What are headers property in response of /batch endpoint

Hi everyone, I just see that when we use the “/batch” endpoint, in each item of the response, we have a “headers” property.

I never saw that before, but I’m not sure if it’s new, maybe it has been there for years…

But, the content is always exactly the same:

“headers”: {
“keys”: ,
“as_tuples”: ,
“empty”: true,
“traversable_again”: true

What are they used for?
I don’t know if I can do something with that, as they are always identical, even the “empty” property, that is true if the response is empty or not!

I don’t have the answer but I was curious to see what was the benefit of the batch endpoint. Apparently it counts towards rate limit just like X separate calls + it can fail in the middle, forcing you to re-run part of the requests. Seem like a headache to me…

The other problem I have with it - why I never use it - is the order of execution within the batch is indeterminate. When I’m doing multiple updates, I almost always need for them to go in a certain order.

For you who are curious about why we use the batch, and we use it a lot!

In Bridge24, we run xhr call from the browser. Chrome is limited to 6 simultaneous query.

To make our app faster, when we query all tasks for project X, we only query “id” and “modified_at”, and we compare with local cache to get other fields, based on the modified_at. (not always safe when working with subtasks, but works most of the time.)

So, if I need to get additional data for 1000 tasks, I need to get between 2000 and 3000 additional calls, to get all “root” fields, + stories + possible subtasks.
Yes, I can get all root data on the intial call, but each query will be very slower than just requesting id + modified_at.

So, we need to run 2-3000 more calls to load the local caching, that we keep inside IndexedDB.
And, the Asana API can be very slow !! So, to run these 3000 calls, it take up to 50 minutes if we run them one by one. Depending on the hour of the day, some very simple calls can take 2-3 seconds!! and others take 150-250 ms. So we estimage an everage lf 1000 ms per call.
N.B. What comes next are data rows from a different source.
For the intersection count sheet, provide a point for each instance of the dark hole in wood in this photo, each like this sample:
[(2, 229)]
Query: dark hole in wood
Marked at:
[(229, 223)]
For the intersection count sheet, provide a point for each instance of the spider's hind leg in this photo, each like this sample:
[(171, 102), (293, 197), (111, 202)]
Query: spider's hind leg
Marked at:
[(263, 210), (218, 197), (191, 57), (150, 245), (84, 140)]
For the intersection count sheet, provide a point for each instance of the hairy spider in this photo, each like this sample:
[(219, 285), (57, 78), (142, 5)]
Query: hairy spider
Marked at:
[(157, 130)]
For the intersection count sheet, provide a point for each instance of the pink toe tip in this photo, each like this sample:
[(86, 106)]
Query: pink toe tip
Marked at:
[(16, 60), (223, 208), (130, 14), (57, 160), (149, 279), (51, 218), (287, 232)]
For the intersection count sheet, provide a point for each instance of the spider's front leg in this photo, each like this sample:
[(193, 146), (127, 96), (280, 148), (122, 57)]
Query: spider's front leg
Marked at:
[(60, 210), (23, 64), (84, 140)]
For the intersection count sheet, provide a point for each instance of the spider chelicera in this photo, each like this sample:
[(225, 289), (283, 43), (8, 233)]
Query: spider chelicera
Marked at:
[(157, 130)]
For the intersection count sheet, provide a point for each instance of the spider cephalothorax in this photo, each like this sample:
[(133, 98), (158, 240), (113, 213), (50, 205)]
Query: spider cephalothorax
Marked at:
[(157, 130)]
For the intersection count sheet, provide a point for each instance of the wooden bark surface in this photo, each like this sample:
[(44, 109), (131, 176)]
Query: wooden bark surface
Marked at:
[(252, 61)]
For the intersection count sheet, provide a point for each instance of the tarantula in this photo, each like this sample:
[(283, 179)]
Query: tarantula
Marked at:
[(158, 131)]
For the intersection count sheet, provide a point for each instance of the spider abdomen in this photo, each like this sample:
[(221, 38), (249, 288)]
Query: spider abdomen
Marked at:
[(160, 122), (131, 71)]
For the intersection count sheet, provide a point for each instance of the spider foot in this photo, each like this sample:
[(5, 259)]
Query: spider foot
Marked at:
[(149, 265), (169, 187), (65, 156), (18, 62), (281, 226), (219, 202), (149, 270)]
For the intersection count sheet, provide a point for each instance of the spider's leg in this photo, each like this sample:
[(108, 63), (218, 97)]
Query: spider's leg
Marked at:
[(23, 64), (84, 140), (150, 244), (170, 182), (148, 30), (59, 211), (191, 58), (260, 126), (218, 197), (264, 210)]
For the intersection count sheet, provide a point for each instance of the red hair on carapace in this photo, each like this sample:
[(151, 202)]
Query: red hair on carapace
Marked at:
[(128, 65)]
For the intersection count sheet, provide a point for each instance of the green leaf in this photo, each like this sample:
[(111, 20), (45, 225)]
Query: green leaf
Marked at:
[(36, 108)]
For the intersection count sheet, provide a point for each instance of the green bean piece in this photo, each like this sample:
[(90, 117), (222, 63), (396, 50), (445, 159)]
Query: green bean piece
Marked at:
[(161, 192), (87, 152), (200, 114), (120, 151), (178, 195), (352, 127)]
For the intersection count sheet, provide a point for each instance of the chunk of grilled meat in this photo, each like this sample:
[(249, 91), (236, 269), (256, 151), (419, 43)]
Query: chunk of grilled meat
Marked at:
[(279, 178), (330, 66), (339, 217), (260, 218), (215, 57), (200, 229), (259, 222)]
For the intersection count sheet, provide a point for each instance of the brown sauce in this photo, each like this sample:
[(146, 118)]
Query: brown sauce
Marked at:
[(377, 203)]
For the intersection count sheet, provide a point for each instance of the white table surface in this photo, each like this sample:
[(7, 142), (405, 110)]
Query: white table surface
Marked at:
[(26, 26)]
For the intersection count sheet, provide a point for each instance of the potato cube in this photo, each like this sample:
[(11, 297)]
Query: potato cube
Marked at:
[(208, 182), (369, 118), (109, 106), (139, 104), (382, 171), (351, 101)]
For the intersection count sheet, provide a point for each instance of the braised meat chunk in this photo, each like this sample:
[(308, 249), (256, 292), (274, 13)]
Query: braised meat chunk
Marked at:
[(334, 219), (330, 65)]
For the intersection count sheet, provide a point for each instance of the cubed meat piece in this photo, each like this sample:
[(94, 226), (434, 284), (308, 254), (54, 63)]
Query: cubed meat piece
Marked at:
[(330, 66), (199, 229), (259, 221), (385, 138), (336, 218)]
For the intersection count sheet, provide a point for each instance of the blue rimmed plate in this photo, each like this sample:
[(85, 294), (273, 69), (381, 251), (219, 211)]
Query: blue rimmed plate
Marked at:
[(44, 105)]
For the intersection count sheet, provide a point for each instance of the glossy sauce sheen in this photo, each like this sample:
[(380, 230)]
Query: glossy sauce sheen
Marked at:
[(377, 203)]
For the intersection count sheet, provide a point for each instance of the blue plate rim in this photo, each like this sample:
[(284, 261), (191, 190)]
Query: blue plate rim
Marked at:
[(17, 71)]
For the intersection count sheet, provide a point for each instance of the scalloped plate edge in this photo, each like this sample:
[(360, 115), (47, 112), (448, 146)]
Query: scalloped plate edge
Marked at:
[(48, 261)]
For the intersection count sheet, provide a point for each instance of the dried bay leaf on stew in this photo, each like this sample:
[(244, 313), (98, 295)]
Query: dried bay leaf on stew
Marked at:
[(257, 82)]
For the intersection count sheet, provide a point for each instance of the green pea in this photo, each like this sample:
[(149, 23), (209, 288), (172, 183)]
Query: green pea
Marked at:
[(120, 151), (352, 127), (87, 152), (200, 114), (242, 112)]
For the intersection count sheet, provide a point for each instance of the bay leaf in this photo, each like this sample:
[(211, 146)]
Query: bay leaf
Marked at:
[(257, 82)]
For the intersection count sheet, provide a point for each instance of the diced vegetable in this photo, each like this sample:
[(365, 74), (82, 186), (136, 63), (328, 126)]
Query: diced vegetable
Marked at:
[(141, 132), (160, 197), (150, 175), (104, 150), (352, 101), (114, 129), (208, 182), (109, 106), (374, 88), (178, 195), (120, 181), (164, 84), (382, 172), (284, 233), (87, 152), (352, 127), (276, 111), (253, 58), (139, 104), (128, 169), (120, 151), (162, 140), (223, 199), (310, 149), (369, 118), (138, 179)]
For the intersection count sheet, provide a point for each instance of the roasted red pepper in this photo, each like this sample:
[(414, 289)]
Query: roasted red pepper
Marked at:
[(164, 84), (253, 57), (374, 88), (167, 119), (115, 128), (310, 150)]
By running simultanous threads, a maximum of 6, we can hope to get all these in an average of 10 minutes.

But our goal is to reach the maximum limite of the api, that is, 1500 calls per minute, 3000 calls in 2 minutes.

The only way we can reach that, is by using the Batch API. We have an algorithm that count how many calls we did in the last 60 seconds, and we optimize the load of each batch, between 1 and 10, to avoid getting “429”, but to keep as near as possible of the 1500 limit!

That’s why, in our app, the batch api is very useful. Also, we don’t need to wait for any other data to run in order, we can query root + subtasks + stories of any task in any order, so that’s not an issue.


wow :scream: thanks for sharing

Yeah @Frederic_Malenfant thanks for that info - very useful to people, and interesting as well!